Let us try and generate some load to the web-frontend workload and see the distribution of responses.

We'll use Fortio to generate load on the web-frontend service.

  1. Deploy Fortio

    fortio.yaml
    ---
    apiVersion: v1
    kind: Service
    metadata:
      name: fortio
      labels:
        app: fortio
        service: fortio
    spec:
      ports:
      - port: 8080
        name: http
      selector:
        app: fortio
    ---
    apiVersion: apps/v1
    kind: Deployment
    metadata:
      name: fortio
    spec:
      selector:
        matchLabels:
          app: fortio
      template:
        metadata:
          annotations:
            # This annotation causes Envoy to serve cluster.outbound statistics via 15000/stats
            # in addition to the stats normally served by Istio.
            proxy.istio.io/config: |-
              proxyStatsMatcher:
                inclusionPrefixes:
                - "cluster.outbound"
                - "cluster_manager"
                - "listener_manager"
                - "server"
                - "cluster.xds-grpc"
          labels:
            app: fortio
        spec:
          containers:
          - name: fortio
            image: fortio/fortio:latest
            imagePullPolicy: Always
            ports:
            - containerPort: 8080
              name: http-fortio
            - containerPort: 8079
              name: grpc-ping
    

    Above, notice the annotation, which configures the inclusion of additional Envoy metrics (aka statistics) including circuit breaking.

    Save the above file to fortio.yaml and deploy it:

    kubectl apply -f fortio.yaml
    
  2. Make a single request to make sure everything is working:

    kubectl exec deploy/fortio -c fortio -- fortio curl web-frontend
    

    The above command should result in an HTTP 200 "OK" response from the web-frontend app.

  3. With fortio, we can generate a load of 50 requests with two concurrent connections like this:

    kubectl exec deploy/fortio -c fortio -- \
      fortio load -c 2 -qps 0 -n 50 -quiet web-frontend
    

    All 50 requests should succeed.

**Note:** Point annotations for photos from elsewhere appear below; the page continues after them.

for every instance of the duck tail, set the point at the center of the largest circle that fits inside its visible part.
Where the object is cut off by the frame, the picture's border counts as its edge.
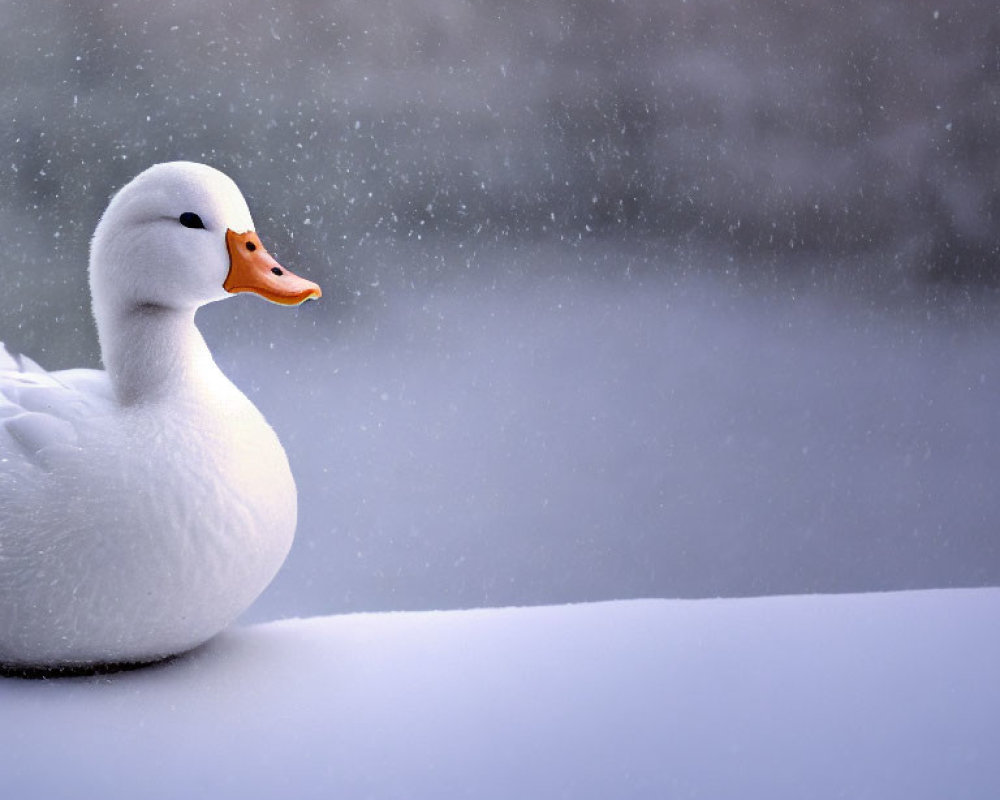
(15, 362)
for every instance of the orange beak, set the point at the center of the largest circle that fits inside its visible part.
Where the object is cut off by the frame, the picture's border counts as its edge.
(252, 269)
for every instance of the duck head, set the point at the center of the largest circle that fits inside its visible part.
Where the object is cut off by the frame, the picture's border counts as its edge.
(178, 236)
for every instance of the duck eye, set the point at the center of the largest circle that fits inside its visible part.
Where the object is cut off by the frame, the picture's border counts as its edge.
(191, 220)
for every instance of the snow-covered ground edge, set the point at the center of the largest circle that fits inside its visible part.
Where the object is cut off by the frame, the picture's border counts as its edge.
(881, 695)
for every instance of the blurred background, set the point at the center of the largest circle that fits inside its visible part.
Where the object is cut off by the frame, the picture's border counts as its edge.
(622, 298)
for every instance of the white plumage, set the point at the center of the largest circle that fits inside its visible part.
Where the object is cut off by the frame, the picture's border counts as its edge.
(144, 507)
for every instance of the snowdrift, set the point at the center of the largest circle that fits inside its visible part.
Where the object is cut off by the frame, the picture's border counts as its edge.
(886, 695)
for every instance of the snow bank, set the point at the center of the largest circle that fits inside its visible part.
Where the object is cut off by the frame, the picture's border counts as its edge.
(892, 695)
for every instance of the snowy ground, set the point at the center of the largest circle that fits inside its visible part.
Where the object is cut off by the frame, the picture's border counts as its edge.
(593, 423)
(860, 696)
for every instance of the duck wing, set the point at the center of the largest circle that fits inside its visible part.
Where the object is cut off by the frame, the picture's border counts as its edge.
(41, 412)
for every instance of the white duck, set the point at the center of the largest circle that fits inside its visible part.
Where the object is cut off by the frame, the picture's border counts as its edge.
(143, 508)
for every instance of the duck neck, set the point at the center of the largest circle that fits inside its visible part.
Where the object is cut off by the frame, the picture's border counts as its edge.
(151, 352)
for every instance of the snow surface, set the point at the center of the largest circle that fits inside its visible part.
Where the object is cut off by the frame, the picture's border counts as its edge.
(881, 696)
(568, 425)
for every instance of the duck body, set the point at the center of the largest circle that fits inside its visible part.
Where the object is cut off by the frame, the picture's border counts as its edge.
(142, 508)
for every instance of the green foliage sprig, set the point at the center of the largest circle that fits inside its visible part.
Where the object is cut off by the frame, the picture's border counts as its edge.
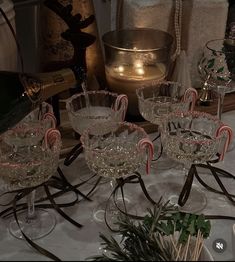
(148, 240)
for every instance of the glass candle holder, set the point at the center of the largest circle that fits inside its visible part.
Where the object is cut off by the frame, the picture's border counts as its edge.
(133, 58)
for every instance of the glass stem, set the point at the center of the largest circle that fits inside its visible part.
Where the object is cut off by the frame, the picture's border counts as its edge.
(221, 94)
(31, 209)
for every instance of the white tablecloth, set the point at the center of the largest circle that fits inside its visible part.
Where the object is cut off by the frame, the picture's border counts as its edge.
(70, 243)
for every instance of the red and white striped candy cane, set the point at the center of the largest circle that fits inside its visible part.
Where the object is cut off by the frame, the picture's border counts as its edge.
(52, 135)
(142, 144)
(190, 95)
(229, 131)
(121, 103)
(51, 117)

That is the meaning of Code 200 : 50 in the output.

Info

Fortio also has a GUI, to access it:

  1. Port-forward the deployment's port

    kubectl port-forward deploy/fortio 8080
    
  2. In a browser, visit http://localhost:8080/fortio

Circuit breaker - connection pool settings

Study the following DestionationRule:

cb-web-frontend.yaml
apiVersion: networking.istio.io/v1alpha3
kind: DestinationRule
metadata:
  name: web-frontend
spec:
  host: web-frontend.default.svc.cluster.local
  trafficPolicy:
    connectionPool:
      http:
        http1MaxPendingRequests: 1 # (1)
        http2MaxRequests: 1 # (2)
        maxRequestsPerConnection: 1 # (3)
  1. The maximum number of pending HTTP requests to a destination.
  2. The maximum number of concurrent requests to a destination.
  3. The maximum number of requests per connection.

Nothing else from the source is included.